The service listens on `http://localhost:3002` by default.

### Cloud Deployment (Render)

Deploy to Render (free tier available) using the included `render.yaml`:

1. Push this repo to GitHub
2. In Render dashboard, choose **New** → **Blueprint**
3. Select your GitHub repo
4. Set environment variables:
   - `THORDATA_API_KEY` (required)
   - `CORS_ALLOW_ORIGINS` (recommended, e.g., `https://thordata.github.io`)
5. Deploy and get your HTTPS URL

See `SELF_HOST.md` for detailed deployment instructions.

### Production deployment

- Can be deployed to K8s / ECS / VMs / Render / Fly.io
- Recommended to front the service with an API Gateway for auth, rate limiting, and auditing
- Task metadata and results can be stored in Redis / a database for better resilience and observability (optional)

---

## 🔧 Configuration & Environment Variables

### Core Configuration
- `THORDATA_API_KEY` (required): Thordata API key for scraping
- `THORDATA_BASE_URL` (optional): Custom Thordata API base URL, defaults to official endpoint if omitted
- `PORT` (optional): Server port (default: 3002)
- `HOST` (optional): Server host (default: 0.0.0.0)

### Rate Limiting
- `RATE_LIMIT_TOKEN_RPM` (optional): Requests per minute per API token (default: 60)
- `RATE_LIMIT_IP_RPM` (optional): Requests per minute per IP address (default: 120)
- `RATE_LIMIT_WINDOW_SECONDS` (optional): Rate limit window size in seconds (default: 60)

### Response Size Limits
- `MAX_RESPONSE_SIZE` (optional): Max response size in bytes to prevent OOM (default: 10MB = 10485760)

### Logging
- `LOG_LEVEL` (optional): Logging level - `DEBUG`, `INFO`, `WARNING`, `ERROR` (default: `INFO`)

### Crawl Job Controls
- `MAX_CONCURRENT_CRAWLS` (optional): Maximum concurrent crawl jobs (default: 2)
- `JOB_TTL_SECONDS` (optional): Job TTL in seconds (default: 3600)

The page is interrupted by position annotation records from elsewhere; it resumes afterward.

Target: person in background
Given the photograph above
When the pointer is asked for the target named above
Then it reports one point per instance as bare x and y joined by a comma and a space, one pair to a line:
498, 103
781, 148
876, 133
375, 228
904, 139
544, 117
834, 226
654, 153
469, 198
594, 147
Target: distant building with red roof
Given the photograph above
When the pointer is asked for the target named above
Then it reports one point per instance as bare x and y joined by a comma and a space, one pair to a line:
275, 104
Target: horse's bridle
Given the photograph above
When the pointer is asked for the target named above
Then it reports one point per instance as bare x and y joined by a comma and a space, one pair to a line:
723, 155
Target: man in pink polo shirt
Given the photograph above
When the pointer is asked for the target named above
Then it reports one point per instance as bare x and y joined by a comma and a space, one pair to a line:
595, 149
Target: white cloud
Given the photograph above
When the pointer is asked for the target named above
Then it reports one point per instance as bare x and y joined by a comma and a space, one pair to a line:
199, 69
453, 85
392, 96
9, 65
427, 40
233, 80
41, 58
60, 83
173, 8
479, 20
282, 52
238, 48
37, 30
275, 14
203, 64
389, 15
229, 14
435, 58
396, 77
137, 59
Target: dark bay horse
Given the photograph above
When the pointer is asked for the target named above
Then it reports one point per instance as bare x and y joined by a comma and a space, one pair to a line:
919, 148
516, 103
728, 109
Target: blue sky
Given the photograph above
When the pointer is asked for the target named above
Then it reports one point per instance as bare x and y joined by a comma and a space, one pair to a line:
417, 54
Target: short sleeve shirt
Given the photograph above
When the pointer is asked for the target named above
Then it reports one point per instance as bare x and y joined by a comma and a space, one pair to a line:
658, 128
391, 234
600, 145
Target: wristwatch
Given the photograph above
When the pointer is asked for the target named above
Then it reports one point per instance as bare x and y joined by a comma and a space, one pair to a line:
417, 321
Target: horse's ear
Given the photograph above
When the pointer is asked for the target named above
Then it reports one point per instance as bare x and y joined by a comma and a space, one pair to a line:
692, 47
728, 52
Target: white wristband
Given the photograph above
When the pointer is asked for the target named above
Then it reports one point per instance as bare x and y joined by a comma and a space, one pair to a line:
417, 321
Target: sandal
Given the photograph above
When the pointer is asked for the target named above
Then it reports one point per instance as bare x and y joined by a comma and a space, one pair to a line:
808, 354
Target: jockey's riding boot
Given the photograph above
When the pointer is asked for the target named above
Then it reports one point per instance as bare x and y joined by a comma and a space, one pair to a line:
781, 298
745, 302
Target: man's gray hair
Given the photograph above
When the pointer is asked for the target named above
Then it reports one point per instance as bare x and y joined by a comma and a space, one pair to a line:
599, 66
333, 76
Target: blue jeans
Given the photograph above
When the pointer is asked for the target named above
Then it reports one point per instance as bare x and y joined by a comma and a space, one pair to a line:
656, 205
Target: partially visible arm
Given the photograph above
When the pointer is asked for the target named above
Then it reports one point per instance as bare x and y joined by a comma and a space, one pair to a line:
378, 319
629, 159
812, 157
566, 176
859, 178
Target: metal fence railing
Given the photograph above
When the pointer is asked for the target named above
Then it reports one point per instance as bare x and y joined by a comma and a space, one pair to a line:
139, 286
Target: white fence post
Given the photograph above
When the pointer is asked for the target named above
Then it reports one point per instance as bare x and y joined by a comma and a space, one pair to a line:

### LLM Configuration (for agent functionality)
- `OPENAI_API_KEY` (optional): OpenAI-compatible API key
- `OPENAI_API_BASE` (optional): LLM API base URL (default: `https://api.openai.com/v1`)
- `OPENAI_MODEL` (optional): Model name (default: `auto` - auto-detects based on API_BASE)

### Optional Enhancements
- `REDIS_URL` / `DATABASE_URL`: Storage for tasks and results (for horizontal scaling) - not yet implemented

---

## 🛡 Resilience & Performance

Current production-ready features:

- **Retry strategies**: ✅ Exponential backoff for 5xx / network errors / timeouts (configurable via `scrapeOptions.maxRetries`)
- **Idempotency**: ✅ Optional `clientJobId` query parameter for crawl jobs to avoid duplicates
- **Observability**: ✅ Structured logging around key operations (scrape, crawl, webhook) - configure via `LOG_LEVEL` env var
- **Webhook reliability**: ✅ Exponential backoff retries with configurable timeout and max attempts
- **Rate limiting**: ✅ Per-token and per-IP rate limiting with configurable limits (default: 60 req/min per token, 120 req/min per IP)
- **Response size limits**: ✅ Maximum response size protection to prevent OOM (default: 10MB, configurable via `MAX_RESPONSE_SIZE`)
- **Request validation**: ✅ URL format validation, format checking, limit bounds, and required field validation
- **Enhanced error handling**: ✅ Proper HTTP status codes (400 for validation errors, 401 for auth, 429 for rate limits, 500 for server errors)

---

## 🔍 Comparison with Firecrawl

**Interface & DX**

- Aligns with Firecrawl’s `/scrape` / `/crawl` / `/map` / `/search` / `/agent` style APIs to lower migration cost.
- Provides Python client and CLI with examples that feel familiar to Firecrawl users.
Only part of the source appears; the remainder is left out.